The Port Honduras Marine Reserve, with its mangrove coast, clear rivers, hundreds of protective cayes, and the Barrier Reef, forms one of the most important fish nurseries in the Caribbean. The estuaries and inlets of Punta Ycacos Lagoon and the mouths of the many rivers in Southern Belize are known for their tarpon, snook and jacks. Monkey River is popular for flyfishing where bone fish, tarpon and permit are abundant. Punta Ycacos Lagoon and Puinta Negra Lake with their gras flats are known for the bonefish, permit tarpon and barracuda. Further out along the barrier reef and near the coral sand islands, grouper, snapper, jacks and barracuda are caught. For big game such as sailfish, marlin, bonito and pompano, you will have to venture into the deeper waters off the drop off, east of the barrier reef past the Sapodilla Cayes.
Peak fishing seasons vary, but you can catch all game fish year around depending on local weather conditions. Generally tarpon are most plentiful from October through mid December and in June and July. Bonefishing is best from September through January. Permit fishing peaks from August through October and March through June. Grand Slams seem to appear most frequently during the months of May and June.
Experienced and trained tour guides (all fished for a living in their previous life) take guests out to their favorite fishing areas, where they all but guarantee landing prized sportfish. Cost for fishing charters depends on the type of fishing, the size of the boat, number of anglers, and time of year. Fish are caught on a catch and release basis. Serious fishermen should bring both fly and spin tackle, and any additional equipment.
Fishing Licenses for Belize
If you’re going fishing, you need a license. Even if you’re going to be in a boat with someone who is fishing, but you’re not fishing yourself, you still need a license. Even if you’ll be fishing from shore, you need a license. You need a license to catch a fish. Period.

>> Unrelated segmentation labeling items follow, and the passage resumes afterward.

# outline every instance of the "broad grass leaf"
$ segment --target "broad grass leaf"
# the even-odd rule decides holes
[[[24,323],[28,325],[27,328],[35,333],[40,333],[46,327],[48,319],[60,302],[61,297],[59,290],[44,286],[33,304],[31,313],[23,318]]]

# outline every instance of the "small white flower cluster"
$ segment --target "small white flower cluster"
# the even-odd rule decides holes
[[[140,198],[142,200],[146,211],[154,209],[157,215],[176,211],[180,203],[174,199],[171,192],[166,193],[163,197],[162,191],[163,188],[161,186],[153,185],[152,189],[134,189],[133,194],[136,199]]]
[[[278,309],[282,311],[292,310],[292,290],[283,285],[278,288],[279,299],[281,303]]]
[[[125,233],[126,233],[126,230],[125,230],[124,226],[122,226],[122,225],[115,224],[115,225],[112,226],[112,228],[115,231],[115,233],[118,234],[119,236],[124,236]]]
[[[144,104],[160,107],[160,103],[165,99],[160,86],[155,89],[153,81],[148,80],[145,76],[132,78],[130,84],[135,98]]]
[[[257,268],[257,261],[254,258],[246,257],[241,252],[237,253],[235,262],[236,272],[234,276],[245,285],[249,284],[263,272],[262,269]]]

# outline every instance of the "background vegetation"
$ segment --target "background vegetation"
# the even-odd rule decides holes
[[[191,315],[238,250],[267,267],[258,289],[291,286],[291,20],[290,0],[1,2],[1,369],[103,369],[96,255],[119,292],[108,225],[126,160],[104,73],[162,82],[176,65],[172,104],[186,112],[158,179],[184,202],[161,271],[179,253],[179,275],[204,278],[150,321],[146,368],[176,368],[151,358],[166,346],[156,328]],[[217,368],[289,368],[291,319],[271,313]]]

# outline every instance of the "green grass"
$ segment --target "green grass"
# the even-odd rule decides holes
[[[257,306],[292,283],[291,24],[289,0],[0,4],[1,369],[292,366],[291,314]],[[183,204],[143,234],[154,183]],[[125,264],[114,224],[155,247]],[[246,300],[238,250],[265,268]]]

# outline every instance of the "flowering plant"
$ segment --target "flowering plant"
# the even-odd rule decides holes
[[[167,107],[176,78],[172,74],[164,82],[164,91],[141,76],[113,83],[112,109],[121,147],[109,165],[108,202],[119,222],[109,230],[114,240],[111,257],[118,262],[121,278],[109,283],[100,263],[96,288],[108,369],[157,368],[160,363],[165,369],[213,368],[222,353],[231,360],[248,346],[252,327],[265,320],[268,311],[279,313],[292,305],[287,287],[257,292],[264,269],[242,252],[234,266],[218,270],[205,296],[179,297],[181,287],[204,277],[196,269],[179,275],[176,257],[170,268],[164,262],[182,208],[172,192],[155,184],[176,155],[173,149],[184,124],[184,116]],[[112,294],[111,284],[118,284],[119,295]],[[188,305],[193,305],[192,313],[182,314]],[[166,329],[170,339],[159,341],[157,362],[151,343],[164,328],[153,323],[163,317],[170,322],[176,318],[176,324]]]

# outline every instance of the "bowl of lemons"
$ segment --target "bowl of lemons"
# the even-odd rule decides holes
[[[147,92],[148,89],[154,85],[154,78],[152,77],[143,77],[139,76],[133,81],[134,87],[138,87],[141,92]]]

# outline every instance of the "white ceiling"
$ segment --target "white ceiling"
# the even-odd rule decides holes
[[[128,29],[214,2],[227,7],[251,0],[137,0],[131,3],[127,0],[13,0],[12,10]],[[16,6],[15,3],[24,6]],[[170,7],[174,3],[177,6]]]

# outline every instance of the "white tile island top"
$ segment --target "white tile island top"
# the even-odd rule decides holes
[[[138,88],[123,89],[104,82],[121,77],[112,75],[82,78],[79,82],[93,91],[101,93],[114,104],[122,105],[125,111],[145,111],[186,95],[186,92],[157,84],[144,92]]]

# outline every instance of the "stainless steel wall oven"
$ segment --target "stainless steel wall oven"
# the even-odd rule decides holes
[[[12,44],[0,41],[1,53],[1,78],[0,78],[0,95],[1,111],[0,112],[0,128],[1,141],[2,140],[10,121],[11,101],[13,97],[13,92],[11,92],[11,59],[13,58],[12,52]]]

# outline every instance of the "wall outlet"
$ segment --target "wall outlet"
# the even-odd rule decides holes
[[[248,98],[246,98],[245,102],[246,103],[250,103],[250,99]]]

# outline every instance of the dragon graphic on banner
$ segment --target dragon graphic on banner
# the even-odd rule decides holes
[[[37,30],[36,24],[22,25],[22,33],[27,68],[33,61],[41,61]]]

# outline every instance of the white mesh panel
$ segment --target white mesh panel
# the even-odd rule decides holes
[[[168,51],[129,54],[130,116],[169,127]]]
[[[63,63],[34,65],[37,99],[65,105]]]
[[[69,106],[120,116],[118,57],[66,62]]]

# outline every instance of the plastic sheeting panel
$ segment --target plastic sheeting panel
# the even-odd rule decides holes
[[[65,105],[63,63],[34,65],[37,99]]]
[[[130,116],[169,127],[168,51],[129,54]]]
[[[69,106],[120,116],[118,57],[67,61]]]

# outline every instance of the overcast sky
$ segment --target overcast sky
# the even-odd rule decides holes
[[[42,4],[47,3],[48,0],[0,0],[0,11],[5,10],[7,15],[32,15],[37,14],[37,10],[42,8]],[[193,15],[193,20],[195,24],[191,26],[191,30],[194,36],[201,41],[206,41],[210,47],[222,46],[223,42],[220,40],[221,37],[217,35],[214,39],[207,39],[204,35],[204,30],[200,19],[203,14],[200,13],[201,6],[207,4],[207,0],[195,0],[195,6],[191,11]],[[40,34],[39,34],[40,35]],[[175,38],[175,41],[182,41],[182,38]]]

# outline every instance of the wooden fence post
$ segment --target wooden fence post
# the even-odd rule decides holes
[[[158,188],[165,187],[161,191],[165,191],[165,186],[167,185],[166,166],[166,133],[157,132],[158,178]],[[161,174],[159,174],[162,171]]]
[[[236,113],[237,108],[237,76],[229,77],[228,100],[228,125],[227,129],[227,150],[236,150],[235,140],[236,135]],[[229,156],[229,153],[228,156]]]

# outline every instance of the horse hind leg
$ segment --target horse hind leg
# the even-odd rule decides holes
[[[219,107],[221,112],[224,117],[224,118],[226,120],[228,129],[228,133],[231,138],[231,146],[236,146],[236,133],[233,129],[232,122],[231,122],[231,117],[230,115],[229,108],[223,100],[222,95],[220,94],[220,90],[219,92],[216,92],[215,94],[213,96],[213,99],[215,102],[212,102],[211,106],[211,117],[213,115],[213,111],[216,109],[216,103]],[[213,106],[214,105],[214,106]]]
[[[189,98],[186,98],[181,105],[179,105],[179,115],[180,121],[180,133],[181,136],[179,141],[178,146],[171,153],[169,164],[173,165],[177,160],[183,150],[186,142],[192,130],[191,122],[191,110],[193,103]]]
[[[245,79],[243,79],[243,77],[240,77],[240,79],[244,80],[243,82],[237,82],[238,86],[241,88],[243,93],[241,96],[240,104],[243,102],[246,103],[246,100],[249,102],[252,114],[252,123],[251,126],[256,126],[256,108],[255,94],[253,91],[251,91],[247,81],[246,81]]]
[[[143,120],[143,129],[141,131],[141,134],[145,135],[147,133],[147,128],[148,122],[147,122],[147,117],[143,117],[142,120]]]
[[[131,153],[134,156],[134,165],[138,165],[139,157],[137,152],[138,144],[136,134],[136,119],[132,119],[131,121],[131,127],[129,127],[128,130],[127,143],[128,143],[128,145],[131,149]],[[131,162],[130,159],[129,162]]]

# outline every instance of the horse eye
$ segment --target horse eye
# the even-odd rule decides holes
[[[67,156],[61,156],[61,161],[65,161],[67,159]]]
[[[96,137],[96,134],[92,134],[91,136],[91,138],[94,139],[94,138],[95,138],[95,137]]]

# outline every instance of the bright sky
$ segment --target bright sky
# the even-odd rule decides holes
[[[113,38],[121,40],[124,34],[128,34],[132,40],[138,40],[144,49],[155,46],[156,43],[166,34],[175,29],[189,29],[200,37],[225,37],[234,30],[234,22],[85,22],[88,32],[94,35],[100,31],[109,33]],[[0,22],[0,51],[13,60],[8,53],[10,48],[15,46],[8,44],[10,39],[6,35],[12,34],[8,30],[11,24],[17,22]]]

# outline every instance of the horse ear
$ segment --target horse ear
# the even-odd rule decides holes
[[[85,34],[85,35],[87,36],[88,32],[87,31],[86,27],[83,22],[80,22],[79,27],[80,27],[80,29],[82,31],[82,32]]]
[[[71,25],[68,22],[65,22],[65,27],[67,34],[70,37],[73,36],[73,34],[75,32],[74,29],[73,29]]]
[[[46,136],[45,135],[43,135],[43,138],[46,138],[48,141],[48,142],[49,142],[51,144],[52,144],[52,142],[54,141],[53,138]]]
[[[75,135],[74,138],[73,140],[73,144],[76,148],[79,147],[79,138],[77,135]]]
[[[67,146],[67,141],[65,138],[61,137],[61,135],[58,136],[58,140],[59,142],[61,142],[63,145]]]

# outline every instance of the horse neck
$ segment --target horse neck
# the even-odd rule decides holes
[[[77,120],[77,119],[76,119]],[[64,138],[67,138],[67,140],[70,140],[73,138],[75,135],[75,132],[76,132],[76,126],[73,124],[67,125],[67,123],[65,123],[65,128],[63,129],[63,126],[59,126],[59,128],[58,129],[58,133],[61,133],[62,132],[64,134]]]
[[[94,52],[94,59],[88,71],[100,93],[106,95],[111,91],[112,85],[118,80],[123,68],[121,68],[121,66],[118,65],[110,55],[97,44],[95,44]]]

The law is supposed to be in the process of being re-written to eliminate from the licensing requirements fishing from shore, children under a certain age or senior citizens over a certain age, and the requirement that everybody in a boat on which fishing gear is located needs a license. (Right now, the way the law is written if 6 snorkelers go out on a boat and the guide brings along fishing gear to catch fish for lunch, all 6 snorkelers should have a fishing license.)
Even if they eliminate some silly things in the law, you’ll still always need a license for sportfishing, particularly for catch and release.
What kind of fish can I expect to catch?
That’s the question everyone asked, when they get on the boat (so let’s discuss the answer). Belize has some of the best sport fishing around, and most of it can be enjoyed all year long. Some anglers tell us, it is virtually impossible to go fishing in Belize and not catch something. A distinct advantage you have here, is most all the tour operators speak English.
ESTUARIES & MOUTHS OF JUNGLE RIVERS
Are the best known places for their tarpon, black snapper, jack-revalle, cubera, and snook; lagoons and coral flats for their bonefish, permit, triggerfish, and barracuda.
Are best known for thier king macherel, kingfish, jackfish, grouper, barracuda, and snapper.
DEEPER WATERS OFF THE OUTER REEFS & ATOLLS
Are best known for their amberjack, sailfish, shark, wahoo, pompano, blackfin tuna, yellowfin tuna, bonito, dolphinfish, mahi-mahi, and marlin. Species availability varies considerably, depending on the depth and clarity of water, proximity to reefs and rivers, and time of year.